Mais alors que dans le précédent film, il s'agissait pour le détective d'aider une police impuissante à arrêter les exactions des gangsters, Joe se démène ici pour venger la mort d'un ami. A la farce anarchisante succède un film beaucoup plus sombre où Suzuki n'hésite pas à décrire les scrupules (ou l'absence de scrupules) moraux de son personnage.

Charles Tesson a parfaitement raison d'établir une comparaison entre les méthodes du cinéaste japonais et celles de Jacques Tourneur. Si leurs films n'ont sans doute rien à voir (en terme d'esthétique et de propos), ils s'inscrivent dans le cadre même d'une esthétique de série B où l'enjeu est systématiquement de dépasser le caractère stéréotypé du récit par le style et un attachement précis à des détails.

 

Honnêtement, La jeunesse de la bête souffre d'un scénario un peu convenu et assez confus (j'avoue m'être un peu perdu devant une profusion de personnages appartenant à des gangs rivaux). Mais cette faiblesse est compensée par une mise en scène constamment inventive.

Le film s'ouvre par une scène en noir et blanc où la police découvre la mort de l'ami de Joe, crime maquillé en double suicide (il est au bras de sa prétendue maîtresse). A partir de là, après une transition assez belle où un camélia en couleur se détache d'un plan en noir et blanc, le film adopte les couleurs vives, « pop » qui faisaient le charme de Détective bureau 2.3.

Il y a du Godard dans le style de Suzuki avec des travellings latéraux qui balaient des espaces confinés, un montage heurté, un certain goût pour la distanciation (quelques scènes se déroulent pendant qu'un film de Suzuki est projeté sur un écran de cinéma, annonçant les sublimes moments du « film projeté » dans La marque du tueur) et pour les jeux de décalage entre l'image et le son. A ce titre, l'un des plus extraordinaires moments de La jeunesse de la bête est ce plan-séquence où les yakuzas observent Joe dans un music-hall depuis une pièce insonorisée. La virtuosité du mouvement de la caméra combinée à un travail très minutieux sur le son offrent ici une sorte de quintessence de l'art de Suzuki.

 

Encore une fois, le cinéaste suit les traces de son héros charismatique pour s'infiltrer chez les yakuzas et porter un regard ironique sur ces gangsters de pacotille. Aucune fascination pour les bandits chez lui mais, au contraire, une volonté de ridiculiser leurs rites archaïques. Dans Détective bureau 2.3, c'est l'impuissance qui caractérisait les yakuzas. Ici, c'est la dimension clairement homosexuelle de ces « jeux » violents entre bandes de garçons que met en valeur le cinéaste. Un des complices de Joe lui affirme qu'il ne s’intéresse « ni au vin, ni aux femmes » (alors qu'avec l'art, c'est sans doute les seules choses qui vaillent sur cette planète!) tandis qu'un des chefs est peint comme une grande folle qui ne cesse de bécoter son chat (la scène est assez drôle). Suzuki raille les yakuzas précisément sur le point sur lequel ils voudraient bâtir leur réputation : leur prétendue virilité.

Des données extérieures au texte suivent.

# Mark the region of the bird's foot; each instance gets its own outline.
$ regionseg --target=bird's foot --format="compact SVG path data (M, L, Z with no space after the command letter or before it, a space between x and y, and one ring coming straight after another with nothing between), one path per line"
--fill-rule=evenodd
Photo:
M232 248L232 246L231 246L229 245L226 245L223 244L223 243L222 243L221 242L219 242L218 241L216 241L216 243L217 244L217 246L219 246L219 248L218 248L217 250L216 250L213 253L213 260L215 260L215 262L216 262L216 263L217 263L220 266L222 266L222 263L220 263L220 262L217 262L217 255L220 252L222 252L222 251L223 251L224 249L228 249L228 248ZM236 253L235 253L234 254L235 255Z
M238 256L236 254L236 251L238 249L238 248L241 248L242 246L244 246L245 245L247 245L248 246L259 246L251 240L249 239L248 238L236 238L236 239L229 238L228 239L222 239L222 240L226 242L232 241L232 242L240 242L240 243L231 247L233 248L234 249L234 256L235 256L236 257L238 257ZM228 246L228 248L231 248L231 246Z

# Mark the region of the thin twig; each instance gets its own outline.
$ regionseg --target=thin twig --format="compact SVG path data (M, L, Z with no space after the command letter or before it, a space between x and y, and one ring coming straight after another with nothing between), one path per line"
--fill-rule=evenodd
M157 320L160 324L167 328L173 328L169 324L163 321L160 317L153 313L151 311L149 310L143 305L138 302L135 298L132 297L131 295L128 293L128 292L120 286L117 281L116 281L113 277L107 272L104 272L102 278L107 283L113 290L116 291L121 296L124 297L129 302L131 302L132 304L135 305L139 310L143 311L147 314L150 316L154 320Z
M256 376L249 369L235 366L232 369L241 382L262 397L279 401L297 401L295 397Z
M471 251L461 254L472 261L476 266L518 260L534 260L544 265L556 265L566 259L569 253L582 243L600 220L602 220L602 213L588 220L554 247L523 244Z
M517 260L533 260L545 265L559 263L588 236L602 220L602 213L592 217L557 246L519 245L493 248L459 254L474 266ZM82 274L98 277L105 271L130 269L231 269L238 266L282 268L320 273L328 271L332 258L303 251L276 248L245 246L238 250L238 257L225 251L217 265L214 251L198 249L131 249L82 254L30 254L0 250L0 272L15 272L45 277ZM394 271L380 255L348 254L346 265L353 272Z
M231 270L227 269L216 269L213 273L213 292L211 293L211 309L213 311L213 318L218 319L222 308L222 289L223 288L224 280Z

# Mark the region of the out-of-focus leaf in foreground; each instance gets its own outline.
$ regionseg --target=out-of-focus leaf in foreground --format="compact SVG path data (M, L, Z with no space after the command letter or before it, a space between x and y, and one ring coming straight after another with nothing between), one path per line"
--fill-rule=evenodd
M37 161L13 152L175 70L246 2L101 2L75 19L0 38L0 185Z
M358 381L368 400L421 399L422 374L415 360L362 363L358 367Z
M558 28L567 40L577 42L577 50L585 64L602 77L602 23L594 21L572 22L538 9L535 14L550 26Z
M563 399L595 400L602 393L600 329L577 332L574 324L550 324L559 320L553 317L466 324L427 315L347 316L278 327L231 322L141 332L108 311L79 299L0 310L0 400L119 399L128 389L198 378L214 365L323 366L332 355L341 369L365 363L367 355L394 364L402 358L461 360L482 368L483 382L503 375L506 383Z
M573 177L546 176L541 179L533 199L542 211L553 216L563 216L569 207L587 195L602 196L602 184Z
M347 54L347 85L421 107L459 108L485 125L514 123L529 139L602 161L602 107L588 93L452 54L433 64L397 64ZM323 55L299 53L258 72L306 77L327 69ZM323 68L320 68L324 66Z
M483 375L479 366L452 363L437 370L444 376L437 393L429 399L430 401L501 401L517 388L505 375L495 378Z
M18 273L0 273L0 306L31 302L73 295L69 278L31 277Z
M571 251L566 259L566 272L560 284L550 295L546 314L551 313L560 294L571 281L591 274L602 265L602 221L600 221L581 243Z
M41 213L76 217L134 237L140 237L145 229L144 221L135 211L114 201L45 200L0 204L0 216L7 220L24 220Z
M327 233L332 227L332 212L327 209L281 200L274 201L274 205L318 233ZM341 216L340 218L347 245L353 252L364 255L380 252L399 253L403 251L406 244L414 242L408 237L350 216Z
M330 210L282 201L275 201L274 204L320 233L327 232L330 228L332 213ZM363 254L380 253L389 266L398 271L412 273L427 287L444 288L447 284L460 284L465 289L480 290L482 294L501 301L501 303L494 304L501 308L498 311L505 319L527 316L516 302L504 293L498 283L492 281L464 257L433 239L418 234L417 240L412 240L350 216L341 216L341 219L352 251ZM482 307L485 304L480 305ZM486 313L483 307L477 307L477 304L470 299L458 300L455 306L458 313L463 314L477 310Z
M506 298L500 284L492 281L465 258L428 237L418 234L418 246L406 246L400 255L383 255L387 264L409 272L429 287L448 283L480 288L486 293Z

Du coup, les personnages féminins, même s'ils restent secondaires, sont dotés d'une profondeur et d'une complexité qui font largement défaut aux pantins interchangeables masculins.

 

Moins abouti et original que La marque du tueur, La jeunesse de la bête est un film sombre et désabusé qui prouve une fois de plus la singularité et l'originalité du style de Seijun Suzuki.